Dalle cose appena descritte emergono le nuove frontiere del conflitto capitale-lavoro-conoscenza. Gli “adattamenti evolutivi” che originariamente permisero al capitalismo di abbattere il feudalesimo ed emergere come sistema socio economico dominante si sono trasformati da tempo nel proprio contrario. Tuttavia, il vecchio non muore d’incanto e il nuovo non emerge per magia, e nel mezzo si aprono orizzonti e esiti non scontati per una nuova stagione di riscatto umano.

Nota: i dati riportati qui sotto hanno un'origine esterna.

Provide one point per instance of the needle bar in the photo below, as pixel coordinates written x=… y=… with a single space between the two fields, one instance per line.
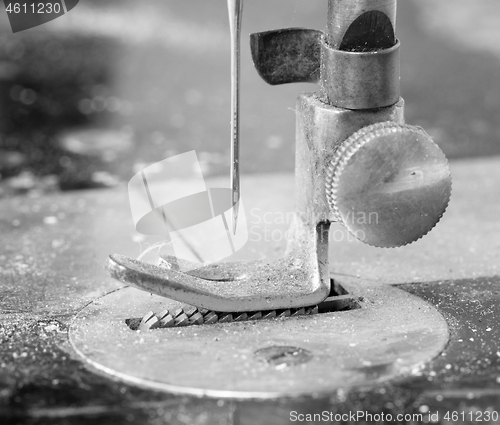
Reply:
x=235 y=8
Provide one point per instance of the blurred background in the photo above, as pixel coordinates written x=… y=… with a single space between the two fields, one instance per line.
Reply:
x=89 y=99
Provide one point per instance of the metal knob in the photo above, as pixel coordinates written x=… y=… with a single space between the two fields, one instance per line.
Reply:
x=389 y=184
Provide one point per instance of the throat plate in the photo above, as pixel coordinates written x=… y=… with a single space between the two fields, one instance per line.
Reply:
x=393 y=333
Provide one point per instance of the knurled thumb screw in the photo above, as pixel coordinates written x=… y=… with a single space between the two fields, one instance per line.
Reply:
x=389 y=184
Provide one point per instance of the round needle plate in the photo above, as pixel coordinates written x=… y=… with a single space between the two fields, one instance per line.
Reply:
x=393 y=333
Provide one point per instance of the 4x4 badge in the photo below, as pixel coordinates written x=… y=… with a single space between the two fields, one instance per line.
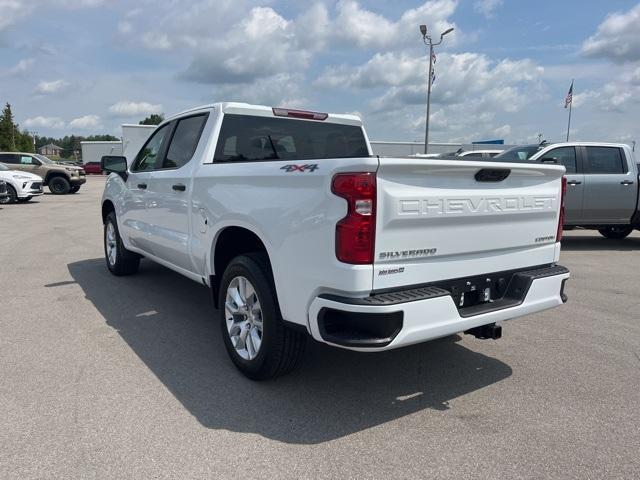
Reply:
x=309 y=167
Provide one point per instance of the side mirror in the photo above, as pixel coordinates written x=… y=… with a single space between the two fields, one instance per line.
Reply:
x=114 y=164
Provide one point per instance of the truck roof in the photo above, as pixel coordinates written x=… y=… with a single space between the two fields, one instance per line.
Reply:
x=265 y=111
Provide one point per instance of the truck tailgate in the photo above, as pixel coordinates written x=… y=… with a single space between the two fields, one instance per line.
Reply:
x=442 y=219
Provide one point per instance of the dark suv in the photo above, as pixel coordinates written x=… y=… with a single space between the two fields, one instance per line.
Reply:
x=60 y=179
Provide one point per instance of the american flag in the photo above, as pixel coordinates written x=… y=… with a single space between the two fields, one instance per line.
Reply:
x=569 y=99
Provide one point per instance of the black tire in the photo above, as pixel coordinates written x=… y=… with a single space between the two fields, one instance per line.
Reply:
x=59 y=186
x=13 y=196
x=616 y=232
x=281 y=347
x=125 y=261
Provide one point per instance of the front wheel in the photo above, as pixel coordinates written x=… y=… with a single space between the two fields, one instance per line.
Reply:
x=255 y=336
x=59 y=186
x=616 y=231
x=120 y=261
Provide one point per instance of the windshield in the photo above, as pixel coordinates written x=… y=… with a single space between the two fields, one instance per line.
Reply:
x=521 y=153
x=43 y=159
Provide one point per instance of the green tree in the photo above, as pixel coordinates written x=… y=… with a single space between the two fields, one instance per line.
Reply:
x=7 y=129
x=153 y=119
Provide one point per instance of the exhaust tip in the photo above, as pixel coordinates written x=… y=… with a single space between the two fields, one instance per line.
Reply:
x=485 y=332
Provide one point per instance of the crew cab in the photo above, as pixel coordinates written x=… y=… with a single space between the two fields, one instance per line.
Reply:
x=602 y=183
x=299 y=230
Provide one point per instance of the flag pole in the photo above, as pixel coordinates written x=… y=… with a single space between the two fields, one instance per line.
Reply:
x=570 y=105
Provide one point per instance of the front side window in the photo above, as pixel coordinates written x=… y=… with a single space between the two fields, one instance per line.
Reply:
x=8 y=158
x=146 y=159
x=184 y=141
x=565 y=156
x=604 y=160
x=252 y=138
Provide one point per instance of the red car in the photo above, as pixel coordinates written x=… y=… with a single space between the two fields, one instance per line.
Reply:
x=92 y=167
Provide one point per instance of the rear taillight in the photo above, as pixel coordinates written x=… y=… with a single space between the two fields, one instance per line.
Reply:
x=356 y=232
x=561 y=216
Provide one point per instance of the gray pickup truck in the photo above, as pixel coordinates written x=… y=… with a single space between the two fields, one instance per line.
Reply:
x=602 y=183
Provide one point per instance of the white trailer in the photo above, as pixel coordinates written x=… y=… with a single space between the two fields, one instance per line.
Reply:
x=94 y=151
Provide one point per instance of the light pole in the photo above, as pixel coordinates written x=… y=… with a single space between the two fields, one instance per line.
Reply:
x=427 y=41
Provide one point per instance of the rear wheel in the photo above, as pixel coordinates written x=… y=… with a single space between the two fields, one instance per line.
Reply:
x=255 y=336
x=120 y=261
x=59 y=186
x=616 y=231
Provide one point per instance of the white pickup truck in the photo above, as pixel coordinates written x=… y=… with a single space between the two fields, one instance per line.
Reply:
x=300 y=230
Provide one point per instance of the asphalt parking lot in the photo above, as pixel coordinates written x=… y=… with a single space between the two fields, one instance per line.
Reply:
x=104 y=377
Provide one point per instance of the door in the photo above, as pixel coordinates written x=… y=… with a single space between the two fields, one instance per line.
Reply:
x=170 y=191
x=573 y=201
x=610 y=188
x=135 y=225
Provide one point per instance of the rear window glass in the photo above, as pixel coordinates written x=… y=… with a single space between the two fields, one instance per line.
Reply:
x=250 y=138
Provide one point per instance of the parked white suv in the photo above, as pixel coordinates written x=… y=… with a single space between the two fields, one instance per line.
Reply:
x=300 y=230
x=21 y=186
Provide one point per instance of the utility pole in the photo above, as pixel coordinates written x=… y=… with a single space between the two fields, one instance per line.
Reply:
x=427 y=41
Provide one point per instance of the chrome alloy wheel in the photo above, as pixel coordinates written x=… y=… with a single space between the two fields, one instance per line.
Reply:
x=111 y=244
x=243 y=315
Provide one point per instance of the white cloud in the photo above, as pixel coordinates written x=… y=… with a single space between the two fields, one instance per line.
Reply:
x=487 y=7
x=20 y=67
x=12 y=11
x=367 y=29
x=54 y=123
x=54 y=86
x=617 y=37
x=131 y=109
x=87 y=122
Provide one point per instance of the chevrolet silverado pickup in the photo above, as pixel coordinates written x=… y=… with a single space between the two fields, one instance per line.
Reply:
x=602 y=183
x=299 y=230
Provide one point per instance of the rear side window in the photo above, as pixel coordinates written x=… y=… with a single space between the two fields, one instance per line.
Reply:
x=566 y=156
x=184 y=141
x=8 y=158
x=604 y=160
x=250 y=138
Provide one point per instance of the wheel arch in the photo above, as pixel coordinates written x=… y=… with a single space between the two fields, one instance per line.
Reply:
x=107 y=208
x=230 y=242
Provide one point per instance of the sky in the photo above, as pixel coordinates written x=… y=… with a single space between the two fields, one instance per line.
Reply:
x=87 y=66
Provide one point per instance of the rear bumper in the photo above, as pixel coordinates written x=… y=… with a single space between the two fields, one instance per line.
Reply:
x=400 y=318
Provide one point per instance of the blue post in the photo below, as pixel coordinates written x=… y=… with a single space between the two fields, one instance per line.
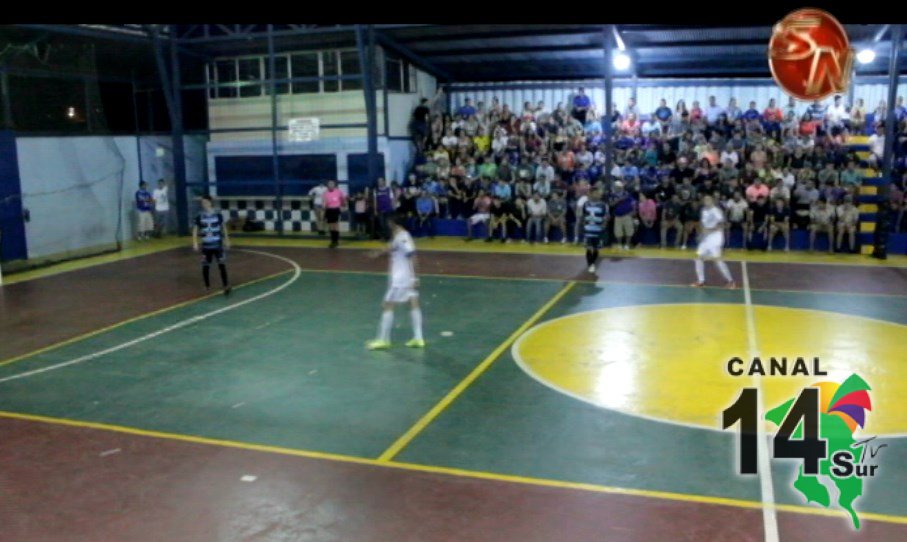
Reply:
x=275 y=161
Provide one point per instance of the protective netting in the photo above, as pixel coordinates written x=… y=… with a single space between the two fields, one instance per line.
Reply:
x=75 y=191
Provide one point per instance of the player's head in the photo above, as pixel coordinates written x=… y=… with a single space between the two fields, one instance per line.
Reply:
x=395 y=222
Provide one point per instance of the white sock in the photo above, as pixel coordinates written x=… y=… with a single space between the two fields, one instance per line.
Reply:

Non dimenticando mai che le nostre idee e il nostro metodo d’analisi non funzionano come il libretto di istruzioni per comporre un mobile Ikea. Non dobbiamo mai sottovalutare l’avversario e gli ostacoli( gli attuali rapporti di forza del capitale) lungo il cammino: «quando attraversi il fiume devi sentire anche i sassi sotto i piedi» (vale a dire l’interconnessione dei fenomeni da analizzare) in quanto anche una piccola modifica di un organismo sociale, determina la modificazione complessiva della comunità sociale.
Cosi è, cosi è stato, cosi non sarà in eterno, e come dice lo slogan di presentazione del nostro congresso nazionale: “Vai dove ti porta la Costituzione” rilanciamo  un motto, una frase, che indica un  primo passo di liberazione da uno stato di paura e oppressione. È un passo che ti permette di consolidare e realizzare altri 100 passi nella lotta di emancipazione umana per una nuova civiltà, per la quale l’Anpi chiama all’unità di tutti i soggetti della trasformazione sociale dell’esistente.